Dopo sei mesi di detenzione in quel di Nuoro, a Badu e Carros, il 23 e 24 giugno, nel carcere di Cagliari, Salvatore Buzzi, signore della coop “29 giugno” e uomo chiave di “Mafia Capitale”, ha risposto alle domande del Procuratore aggiunto Michele Prestipino e del sostituto Paolo Ielo.
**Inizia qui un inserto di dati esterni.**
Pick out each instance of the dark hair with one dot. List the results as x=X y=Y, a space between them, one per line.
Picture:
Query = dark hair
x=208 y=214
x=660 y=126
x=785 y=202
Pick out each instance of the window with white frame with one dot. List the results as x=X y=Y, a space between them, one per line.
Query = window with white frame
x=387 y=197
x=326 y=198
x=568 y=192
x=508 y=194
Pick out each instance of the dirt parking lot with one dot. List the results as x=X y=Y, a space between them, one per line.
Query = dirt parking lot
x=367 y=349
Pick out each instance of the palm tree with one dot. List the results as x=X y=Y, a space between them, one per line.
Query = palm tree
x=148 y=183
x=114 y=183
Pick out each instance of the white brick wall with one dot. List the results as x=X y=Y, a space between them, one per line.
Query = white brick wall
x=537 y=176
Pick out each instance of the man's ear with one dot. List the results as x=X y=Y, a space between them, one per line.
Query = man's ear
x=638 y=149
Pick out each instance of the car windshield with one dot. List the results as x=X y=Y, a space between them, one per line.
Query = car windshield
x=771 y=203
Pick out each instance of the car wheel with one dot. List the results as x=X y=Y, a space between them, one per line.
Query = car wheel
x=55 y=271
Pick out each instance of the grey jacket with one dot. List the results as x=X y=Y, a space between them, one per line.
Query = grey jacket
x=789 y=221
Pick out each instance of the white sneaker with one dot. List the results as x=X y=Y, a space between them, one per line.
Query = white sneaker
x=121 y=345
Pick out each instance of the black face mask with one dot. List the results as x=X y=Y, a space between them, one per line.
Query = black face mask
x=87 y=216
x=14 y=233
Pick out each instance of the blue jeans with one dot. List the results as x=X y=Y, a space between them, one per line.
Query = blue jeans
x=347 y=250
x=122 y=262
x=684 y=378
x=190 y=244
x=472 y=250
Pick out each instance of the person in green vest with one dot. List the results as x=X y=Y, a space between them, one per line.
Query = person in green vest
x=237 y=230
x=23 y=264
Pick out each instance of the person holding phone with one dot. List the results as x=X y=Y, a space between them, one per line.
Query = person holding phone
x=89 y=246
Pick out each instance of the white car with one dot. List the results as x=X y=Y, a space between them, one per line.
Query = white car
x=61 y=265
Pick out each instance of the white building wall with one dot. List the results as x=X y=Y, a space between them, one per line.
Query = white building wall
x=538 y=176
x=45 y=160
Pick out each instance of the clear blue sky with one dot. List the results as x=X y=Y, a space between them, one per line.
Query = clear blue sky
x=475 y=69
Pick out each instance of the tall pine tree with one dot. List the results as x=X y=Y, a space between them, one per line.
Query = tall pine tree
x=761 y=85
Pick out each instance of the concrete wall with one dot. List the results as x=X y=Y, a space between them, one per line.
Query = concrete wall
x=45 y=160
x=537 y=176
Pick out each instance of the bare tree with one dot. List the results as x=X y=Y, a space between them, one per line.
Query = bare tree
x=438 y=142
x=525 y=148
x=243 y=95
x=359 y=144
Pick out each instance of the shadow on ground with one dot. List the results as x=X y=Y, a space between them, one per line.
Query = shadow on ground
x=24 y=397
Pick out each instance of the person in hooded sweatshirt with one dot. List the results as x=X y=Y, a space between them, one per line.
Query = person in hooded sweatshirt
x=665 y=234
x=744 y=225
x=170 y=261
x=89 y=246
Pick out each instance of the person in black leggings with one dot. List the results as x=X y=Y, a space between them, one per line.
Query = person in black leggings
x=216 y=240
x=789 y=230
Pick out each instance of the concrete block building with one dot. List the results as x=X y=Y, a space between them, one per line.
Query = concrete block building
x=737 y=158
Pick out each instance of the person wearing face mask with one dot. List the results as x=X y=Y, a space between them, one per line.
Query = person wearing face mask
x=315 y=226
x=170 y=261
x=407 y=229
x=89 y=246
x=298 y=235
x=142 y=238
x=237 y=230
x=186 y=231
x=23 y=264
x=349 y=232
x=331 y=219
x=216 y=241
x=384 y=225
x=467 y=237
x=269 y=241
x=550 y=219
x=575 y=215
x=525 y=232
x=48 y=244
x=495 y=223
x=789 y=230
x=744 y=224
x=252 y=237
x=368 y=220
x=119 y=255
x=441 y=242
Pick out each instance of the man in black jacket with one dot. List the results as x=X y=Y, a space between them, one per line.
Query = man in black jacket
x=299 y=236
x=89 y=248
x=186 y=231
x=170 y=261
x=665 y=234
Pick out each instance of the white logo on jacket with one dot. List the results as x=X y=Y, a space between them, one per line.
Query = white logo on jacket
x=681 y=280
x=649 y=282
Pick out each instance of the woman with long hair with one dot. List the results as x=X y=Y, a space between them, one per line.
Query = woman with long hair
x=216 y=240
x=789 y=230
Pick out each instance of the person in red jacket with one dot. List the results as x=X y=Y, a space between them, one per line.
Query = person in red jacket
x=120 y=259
Nella trascrizione originale depositata dalla Procura, oltre trecentoventi pagine di verbali. Per un interrogatorio che Buzzi ha sollecitato per mesi e che, nelle sue intenzioni e in quelle del suo avvocato, Alessandro Diddi, dovrebbe capovolgerne la posizione processuale. Da carnefice in vittima. Da corruttore, in concusso dalla Politica e i suoi appetiti. Buzzi — come documentano i verbali — ammette tutto ciò cui lo inchiodano le intercettazioni telefoniche, risparmia l’ex sindaco Alemanno («Non sapeva delle tangenti»), definisce la geografia della corruzione nel gruppo consiliare Pd che ha sostenuto la giunta Marino, muove accuse al governatore della Regione Nicola Zingaretti e al suo entourage («Hanno preso soldi»). Anche se spesso non è in grado di distinguere tra fatti e circostanze apprese in prima persona e voci raccolte da terzi o semplici deduzioni.

 

 

Fa un preambolo, Buzzi. «Io ero convintissimo che il mio fine giustificasse i mezzi e, quindi, diciamo, per un fine nobile ho usato mezzi, diciamo, ignobili. Ho avuto un processo di revisione critica del mio percorso aiutato anche dal cappellano, dal vescovo di Nuoro, e quindi, alla fine, ho ritenuto opportuno aderire all’appello del Papa sulla lotta alla corruzione. E quindi farò chiarezza su tutte le forme di corruzione che io conosco e che ho praticato e che ho subito». Il pm Paolo Ielo, incenerisce l’enfasi: «Guardi, il fine nobile appartiene in qualche maniera alla sfera dell’etica, i mezzi ignobili appartengono alla competenza del mio ufficio. Se vuole cominciare da quelli… ».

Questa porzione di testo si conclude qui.